Acho debe ser como es el Perú: variopinto, exuberante, musical, megadiverso, reescrito con el sudor de nuestro baile.
(El Comercio)
Hace unos días recibí de manos de la Beneficencia de Lima las llaves de la Plaza de Acho. Llaves que abren la puerta, así lo siento, del corazón del Perú. Llaves del espacio-bisagra entre Lima, el mar océano y los profundos Andes, allí en el Rimác donde confluyen las Limas del este, del norte, del sur, allí se encuentran, dialogan y funden en una sola cultura, vasta, desbordada, inasible, achorada, faite y milenaria, reescrita por migrantes de todo color, condición y geografía.
Acho, la arena, es entonces recinto para el violín, el charango, la guitarra, el tambor y el arpa andina, el tondero descalzo y la fastuosa marinera, para los negritos de Cutervo y los sicuris de Puno tejiendo música en el viento, para el inquieto huaylas, las morenadas, las coloridas diabladas, las sayas, los zapateos del Guayabo y los del huaino, la ternura de un yaraví desde la voz de Jaime Guardia, las comparsas, los carnavales y carnavalitos de aquí, de allá y de aun más lejos, de ese rincón que persiste en la quebrada de alguna de nuestras tantas cordilleras.
Acho es un tinkuy, un encuentro de pica pica, pañuelos, jarana y castañuela, las tijeras de un niño danzaq, de un kacharpaya en los acordes de García Zárate. Acho es la voz gruesa de Polo Campos, la magia de Tito La Rosa, el pututo de Manuel Miranda, el paso de un elegante caballo al andar, las cenizas del Zambo Cavero. Acho dará la bienvenida a los cajones de los alumnos, seguidores, hijos y amigos de Rafael Santa Cruz, de Cotito, Chocolate Algendones, gran amigo y mejor maestro. Acho es arena para los ritmos negros en clave electrónica de NovaLima, para el entusiasmo de Lucho Quequezana, para la Leusemia de Daniel F, para el rock orgánico de La Sarita, para los personajes de Entes y Pésimo, para la locura pop de Cherman, para los bordados de Leoncio Cosme, para los mantones de las mamachas de La Candelaria, para la contracultura densa y vital que viaja en nuestra niebla.
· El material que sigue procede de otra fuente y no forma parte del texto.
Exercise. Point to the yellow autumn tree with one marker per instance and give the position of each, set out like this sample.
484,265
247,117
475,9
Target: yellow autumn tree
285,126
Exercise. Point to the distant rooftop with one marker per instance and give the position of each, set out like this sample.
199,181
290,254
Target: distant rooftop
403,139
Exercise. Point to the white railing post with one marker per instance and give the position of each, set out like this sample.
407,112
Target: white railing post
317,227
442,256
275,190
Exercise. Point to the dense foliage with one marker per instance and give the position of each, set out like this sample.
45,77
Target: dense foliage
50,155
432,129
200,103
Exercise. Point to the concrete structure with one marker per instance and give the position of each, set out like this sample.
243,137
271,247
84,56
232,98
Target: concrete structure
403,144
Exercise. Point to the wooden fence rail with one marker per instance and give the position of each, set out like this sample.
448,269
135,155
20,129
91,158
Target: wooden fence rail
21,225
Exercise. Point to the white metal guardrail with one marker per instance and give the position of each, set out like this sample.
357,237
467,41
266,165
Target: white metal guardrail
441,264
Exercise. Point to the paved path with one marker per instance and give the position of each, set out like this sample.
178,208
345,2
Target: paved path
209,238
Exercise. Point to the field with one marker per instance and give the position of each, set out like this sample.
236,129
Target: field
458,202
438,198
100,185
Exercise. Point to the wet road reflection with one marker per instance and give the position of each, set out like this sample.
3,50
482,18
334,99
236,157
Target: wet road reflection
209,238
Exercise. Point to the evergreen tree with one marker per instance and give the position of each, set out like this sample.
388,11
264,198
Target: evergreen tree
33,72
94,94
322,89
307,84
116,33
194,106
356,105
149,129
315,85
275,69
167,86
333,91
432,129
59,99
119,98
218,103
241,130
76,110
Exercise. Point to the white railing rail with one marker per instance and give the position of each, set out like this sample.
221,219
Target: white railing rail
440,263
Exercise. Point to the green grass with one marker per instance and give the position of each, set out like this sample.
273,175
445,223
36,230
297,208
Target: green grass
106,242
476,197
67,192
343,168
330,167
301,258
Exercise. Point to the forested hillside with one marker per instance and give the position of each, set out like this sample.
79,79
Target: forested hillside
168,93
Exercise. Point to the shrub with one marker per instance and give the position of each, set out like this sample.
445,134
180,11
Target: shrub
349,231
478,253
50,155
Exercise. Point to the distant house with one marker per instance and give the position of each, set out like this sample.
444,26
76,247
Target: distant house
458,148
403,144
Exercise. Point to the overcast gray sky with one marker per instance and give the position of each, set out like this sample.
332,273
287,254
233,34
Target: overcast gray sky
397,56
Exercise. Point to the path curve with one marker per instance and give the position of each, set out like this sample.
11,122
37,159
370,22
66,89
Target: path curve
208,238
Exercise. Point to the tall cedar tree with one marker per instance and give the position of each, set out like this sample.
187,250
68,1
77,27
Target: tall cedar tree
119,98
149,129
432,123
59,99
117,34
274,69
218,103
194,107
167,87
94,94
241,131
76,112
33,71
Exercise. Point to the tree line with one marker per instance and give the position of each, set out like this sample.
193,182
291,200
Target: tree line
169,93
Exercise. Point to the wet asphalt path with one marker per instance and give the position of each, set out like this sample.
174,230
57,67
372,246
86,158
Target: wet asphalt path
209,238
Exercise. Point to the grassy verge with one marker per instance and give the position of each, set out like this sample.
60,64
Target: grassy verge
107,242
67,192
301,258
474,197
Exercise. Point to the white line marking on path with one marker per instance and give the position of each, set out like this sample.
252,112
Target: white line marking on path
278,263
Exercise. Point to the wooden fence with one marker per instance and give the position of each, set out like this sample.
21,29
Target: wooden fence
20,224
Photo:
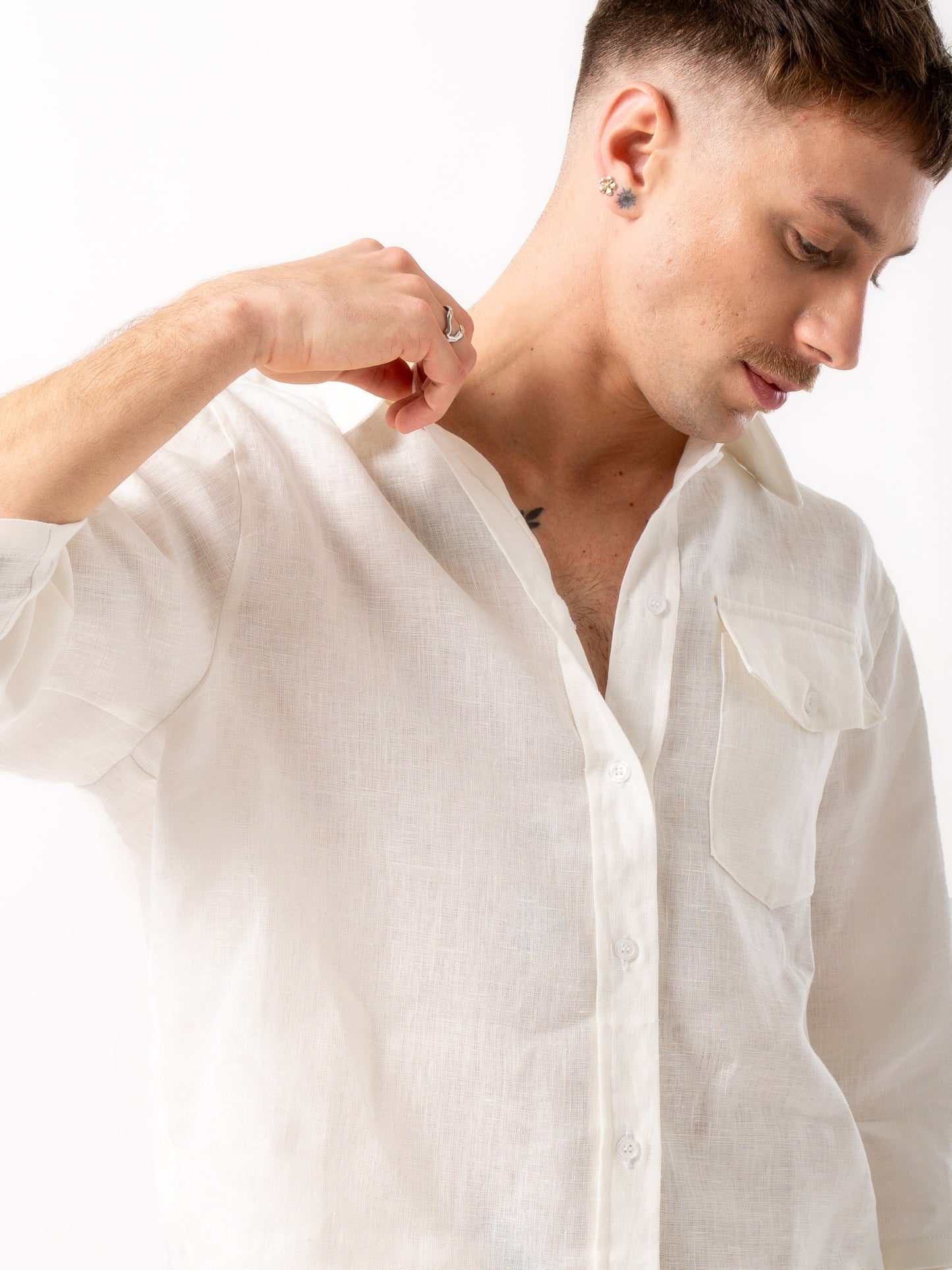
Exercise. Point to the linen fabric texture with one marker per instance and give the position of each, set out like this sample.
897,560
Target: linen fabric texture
455,962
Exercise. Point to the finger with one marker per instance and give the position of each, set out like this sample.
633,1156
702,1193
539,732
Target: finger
438,375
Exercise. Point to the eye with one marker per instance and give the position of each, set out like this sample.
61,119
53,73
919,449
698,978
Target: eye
812,252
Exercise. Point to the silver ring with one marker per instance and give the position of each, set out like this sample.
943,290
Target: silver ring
450,327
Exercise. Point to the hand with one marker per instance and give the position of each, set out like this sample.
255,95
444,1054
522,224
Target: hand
358,315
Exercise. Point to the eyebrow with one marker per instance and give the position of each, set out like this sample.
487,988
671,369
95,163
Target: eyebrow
856,220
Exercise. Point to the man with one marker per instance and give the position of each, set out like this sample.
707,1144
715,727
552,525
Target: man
532,803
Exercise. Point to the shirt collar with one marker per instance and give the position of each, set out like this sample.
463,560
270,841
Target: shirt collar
757,451
760,452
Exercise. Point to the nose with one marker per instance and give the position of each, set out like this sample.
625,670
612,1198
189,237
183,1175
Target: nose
831,328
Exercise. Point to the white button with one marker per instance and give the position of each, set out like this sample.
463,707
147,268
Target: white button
629,1149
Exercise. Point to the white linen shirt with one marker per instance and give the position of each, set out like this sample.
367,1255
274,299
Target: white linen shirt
453,962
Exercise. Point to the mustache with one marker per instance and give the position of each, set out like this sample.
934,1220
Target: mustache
782,365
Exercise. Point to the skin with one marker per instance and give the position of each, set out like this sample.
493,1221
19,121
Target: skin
620,328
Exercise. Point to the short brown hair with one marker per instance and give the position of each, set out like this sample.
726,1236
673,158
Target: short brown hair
883,63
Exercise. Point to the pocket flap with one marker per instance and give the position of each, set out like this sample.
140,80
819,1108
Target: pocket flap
810,666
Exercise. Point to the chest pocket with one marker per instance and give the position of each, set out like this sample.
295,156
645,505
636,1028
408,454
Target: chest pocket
790,685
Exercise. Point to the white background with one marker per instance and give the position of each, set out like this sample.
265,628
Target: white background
148,148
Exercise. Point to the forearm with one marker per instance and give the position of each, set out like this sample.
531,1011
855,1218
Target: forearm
68,440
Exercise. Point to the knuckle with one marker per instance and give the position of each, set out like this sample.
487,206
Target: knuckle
418,309
398,257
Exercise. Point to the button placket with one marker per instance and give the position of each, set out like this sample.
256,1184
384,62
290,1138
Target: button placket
629,1148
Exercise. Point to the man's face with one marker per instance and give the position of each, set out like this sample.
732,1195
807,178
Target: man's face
738,262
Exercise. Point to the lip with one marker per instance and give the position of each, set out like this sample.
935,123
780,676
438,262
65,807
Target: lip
767,393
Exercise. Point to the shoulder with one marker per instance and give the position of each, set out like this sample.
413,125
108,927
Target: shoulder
846,559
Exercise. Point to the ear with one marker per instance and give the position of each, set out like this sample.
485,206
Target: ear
631,144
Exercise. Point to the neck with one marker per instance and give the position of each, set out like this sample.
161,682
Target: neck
547,395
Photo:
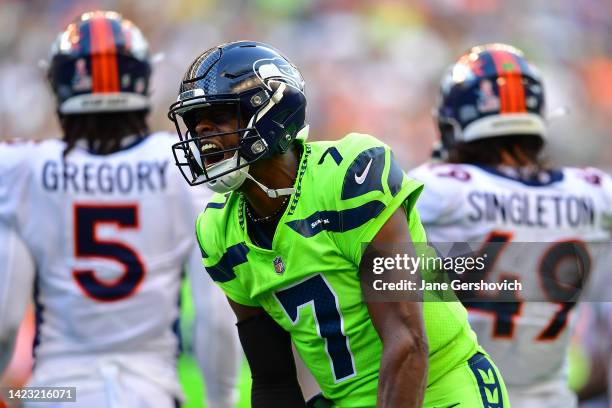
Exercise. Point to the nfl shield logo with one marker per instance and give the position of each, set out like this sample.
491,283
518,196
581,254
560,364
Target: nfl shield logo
279,265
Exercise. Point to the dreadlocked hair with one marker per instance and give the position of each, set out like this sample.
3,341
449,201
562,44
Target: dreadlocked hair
103,132
524,149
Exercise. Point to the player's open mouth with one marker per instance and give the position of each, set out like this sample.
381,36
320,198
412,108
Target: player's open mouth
212,153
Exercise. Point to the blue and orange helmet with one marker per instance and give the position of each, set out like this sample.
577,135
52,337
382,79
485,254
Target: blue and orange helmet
490,91
100,63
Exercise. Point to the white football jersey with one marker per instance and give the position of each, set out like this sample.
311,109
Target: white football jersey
110,236
466,203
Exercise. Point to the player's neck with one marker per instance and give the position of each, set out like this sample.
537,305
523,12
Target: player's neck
515,159
279,171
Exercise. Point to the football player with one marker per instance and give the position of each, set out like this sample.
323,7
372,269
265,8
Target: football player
109,223
283,239
493,188
14,256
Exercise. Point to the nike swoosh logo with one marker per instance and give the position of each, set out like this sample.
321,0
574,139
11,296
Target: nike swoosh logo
361,179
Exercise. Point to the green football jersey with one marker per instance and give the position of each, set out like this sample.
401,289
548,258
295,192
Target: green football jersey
309,281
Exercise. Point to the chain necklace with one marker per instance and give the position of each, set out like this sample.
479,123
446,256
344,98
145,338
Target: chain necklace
276,212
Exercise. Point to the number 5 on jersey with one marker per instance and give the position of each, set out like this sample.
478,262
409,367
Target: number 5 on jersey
87,218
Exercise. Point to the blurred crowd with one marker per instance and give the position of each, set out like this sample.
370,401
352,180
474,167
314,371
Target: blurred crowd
370,66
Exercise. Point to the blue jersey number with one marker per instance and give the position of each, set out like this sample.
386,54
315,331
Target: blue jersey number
578,267
330,325
87,245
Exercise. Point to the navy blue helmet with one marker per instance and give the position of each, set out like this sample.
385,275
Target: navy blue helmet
100,63
264,91
491,91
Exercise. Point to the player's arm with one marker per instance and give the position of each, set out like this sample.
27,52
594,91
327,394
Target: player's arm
403,368
16,283
268,350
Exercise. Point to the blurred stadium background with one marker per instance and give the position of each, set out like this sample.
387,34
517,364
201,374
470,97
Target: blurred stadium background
370,66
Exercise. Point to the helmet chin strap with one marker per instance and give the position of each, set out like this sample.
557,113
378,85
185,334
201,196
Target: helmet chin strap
272,193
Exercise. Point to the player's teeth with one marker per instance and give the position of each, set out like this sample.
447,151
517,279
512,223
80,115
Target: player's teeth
208,146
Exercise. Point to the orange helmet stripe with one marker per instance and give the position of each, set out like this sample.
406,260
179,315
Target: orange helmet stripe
104,67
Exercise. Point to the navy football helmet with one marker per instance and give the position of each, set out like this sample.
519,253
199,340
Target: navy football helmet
100,63
261,88
490,91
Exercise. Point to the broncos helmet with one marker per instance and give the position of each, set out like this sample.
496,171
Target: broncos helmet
266,92
100,63
491,91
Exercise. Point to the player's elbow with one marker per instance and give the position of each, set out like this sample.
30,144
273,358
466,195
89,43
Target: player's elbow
408,345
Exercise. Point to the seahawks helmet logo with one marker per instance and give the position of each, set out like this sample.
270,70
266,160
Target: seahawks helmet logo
269,69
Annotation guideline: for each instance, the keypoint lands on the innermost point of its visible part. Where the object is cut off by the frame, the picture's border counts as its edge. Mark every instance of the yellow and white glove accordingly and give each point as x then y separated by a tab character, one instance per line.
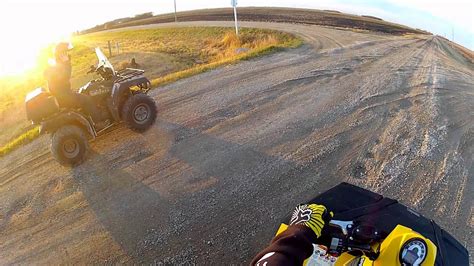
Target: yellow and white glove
313	216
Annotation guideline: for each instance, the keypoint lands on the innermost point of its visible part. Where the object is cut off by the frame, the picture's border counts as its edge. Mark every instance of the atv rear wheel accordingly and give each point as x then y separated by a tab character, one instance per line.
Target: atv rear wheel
139	112
69	145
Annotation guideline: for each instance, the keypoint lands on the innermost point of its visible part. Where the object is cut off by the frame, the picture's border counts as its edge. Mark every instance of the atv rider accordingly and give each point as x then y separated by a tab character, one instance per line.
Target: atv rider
58	76
295	244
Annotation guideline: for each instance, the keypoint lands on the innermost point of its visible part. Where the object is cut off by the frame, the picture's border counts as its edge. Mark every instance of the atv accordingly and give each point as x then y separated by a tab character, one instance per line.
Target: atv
120	95
368	229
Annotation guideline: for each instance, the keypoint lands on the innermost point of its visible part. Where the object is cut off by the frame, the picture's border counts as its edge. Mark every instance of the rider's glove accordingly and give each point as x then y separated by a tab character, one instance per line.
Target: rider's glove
313	216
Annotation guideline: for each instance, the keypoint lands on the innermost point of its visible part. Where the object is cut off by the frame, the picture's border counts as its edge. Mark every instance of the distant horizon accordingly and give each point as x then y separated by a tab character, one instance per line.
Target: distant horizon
303	8
211	8
50	21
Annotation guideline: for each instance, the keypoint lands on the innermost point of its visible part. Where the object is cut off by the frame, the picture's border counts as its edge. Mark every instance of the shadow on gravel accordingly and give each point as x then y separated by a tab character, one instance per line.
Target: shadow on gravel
250	184
125	207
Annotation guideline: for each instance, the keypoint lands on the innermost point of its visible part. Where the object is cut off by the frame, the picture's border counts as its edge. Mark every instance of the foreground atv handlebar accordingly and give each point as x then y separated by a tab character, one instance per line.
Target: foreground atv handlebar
349	236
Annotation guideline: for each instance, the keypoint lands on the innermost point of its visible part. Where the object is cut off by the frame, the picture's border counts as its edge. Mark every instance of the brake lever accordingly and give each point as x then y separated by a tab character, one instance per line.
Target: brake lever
345	226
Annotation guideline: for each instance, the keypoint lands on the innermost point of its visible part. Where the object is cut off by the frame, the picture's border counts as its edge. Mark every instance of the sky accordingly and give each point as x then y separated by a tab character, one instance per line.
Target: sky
26	25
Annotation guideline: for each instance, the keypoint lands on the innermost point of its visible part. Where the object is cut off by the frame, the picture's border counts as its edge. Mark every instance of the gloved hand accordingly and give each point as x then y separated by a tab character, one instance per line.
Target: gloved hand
313	216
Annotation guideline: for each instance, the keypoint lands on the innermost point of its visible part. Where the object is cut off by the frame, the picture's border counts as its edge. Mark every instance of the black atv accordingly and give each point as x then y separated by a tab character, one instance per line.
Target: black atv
120	95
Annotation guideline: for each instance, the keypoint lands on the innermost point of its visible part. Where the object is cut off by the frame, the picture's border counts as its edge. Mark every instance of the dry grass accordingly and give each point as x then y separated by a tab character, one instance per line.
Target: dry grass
23	139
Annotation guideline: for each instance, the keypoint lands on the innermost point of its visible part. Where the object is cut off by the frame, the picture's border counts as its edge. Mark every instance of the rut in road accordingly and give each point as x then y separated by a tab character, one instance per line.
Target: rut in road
236	148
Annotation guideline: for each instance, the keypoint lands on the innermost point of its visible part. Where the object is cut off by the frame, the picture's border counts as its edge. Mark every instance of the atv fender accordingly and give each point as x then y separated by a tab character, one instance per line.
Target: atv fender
122	89
53	124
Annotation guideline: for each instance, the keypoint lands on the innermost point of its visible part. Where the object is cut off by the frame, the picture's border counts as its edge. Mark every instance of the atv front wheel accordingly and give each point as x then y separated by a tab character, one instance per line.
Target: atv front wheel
69	145
139	112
Acho debe abrazar al caballo altoandino, al de Morochuco, pequeño, grande y veloz, Acho tiene una deuda con el sentir mestizo, quechuahablante, que se hizo del Rímac, de Lima y sus cinturones, Acho está con el criollísimo festejo, el landó y la zamacueca, Acho debe ser arena fértil para el amancay que aún brota cuando la garúa espesa en Lurín, Acho es espejo de la jarana bajopontina, de la tradición renacida en los jóvenes peruanistas, será espacio para el arte y el sabor de un zanguito, el dulzor del ranfañote, el pregón de la revolución caliente y un nuevo viejo suspiro a la limeña. Acho debe ser como es el Perú: variopinto, exuberante, musical, megadiverso, reescrito con el sudor de nuestro baile, abierto y democrático, de vuelta a lo básico, a lo esencial, a lo noble. La arena volverá a ser loma y la loma flor de luz. Acho será entonces mucho más que la fiesta brava, será la fiesta del Perú, la cima de una montaña, la huaca y el apu. La pachamanca. La huatia. El camu camu, el uchu o ají, duende en nuestras viandas.
Serán entonces esas llaves las de una plaza que alcanza casi los doscientos cincuenta años, pero que atesora milenios, acaso tiempos inmemoriales. Serán esas llaves las que nos permitan integrar todas las sangres, conciliar todas las naciones, ver nacer nuevos vinos peruanos, renacer los piscos de antaño, ver reflejarse el sol en la arena.